Most articles about the dangers of trans fats talk about their role in raising cholesterol or, more specifically. in raising LDL or bad cholesterol and lowering HDL or good cholesterol, resulting in heart disease. This is something that most people can understand and identify with.

Likewise, many articles talk about the links between trans fats and obesity, trans fats and diabetes as well trans fats and cancer. These are the more visible and dramatic effects.

The effect on cell membranes, however, is possibly the most significant danger of trans fats – because when the cells are affected, every part of the body is affected.

This has wide implications for a whole long list of body systems and functions, including immunity and brain function.
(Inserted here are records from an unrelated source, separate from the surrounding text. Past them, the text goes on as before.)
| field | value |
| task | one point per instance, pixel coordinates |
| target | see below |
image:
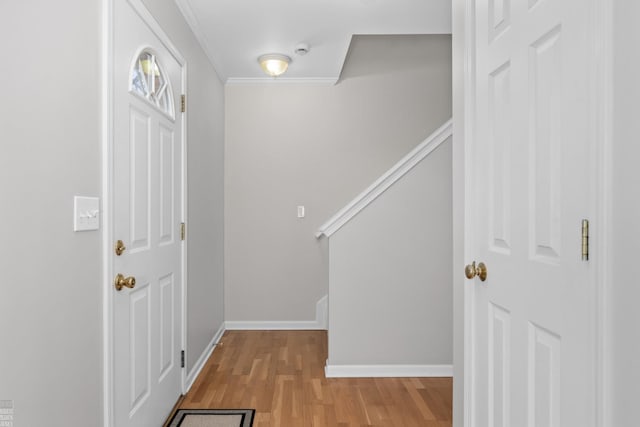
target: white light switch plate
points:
(86, 213)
Plus, it has implications for the more commonly discussed dangers of trans fats in causing heart disease, diabetes, obesity, cancer and so on.

For example, the effect of trans fats on cell membranes makes them interfere with insulin receptors that are responsible for control of blood sugar. And this leads to diabetes.

Likewise, the danger of trans fats in causing cancer also has to do with cells distorted by trans fats not being able to function properly.

Cell membranes & Trans Fat

In a healthy individual, the cell membranes are made up of about 50 percent saturated fat. The saturated fats maintain the integrity of our cell membranes, keeping them stiff yet flexible.

This ensures that the cells function smoothly in assimilating nutrients, eliminating toxins and keeping out viruses – which are actually harmless unless and until they enter our cells. On their own, viruses are unable to multiply and they will not cause any disease.

Here’s where the danger of trans fats comes in.

People who eat large amounts of margarine and other foods containing trans fats, have been found with cell membranes that contain up to 20 percent trans fats.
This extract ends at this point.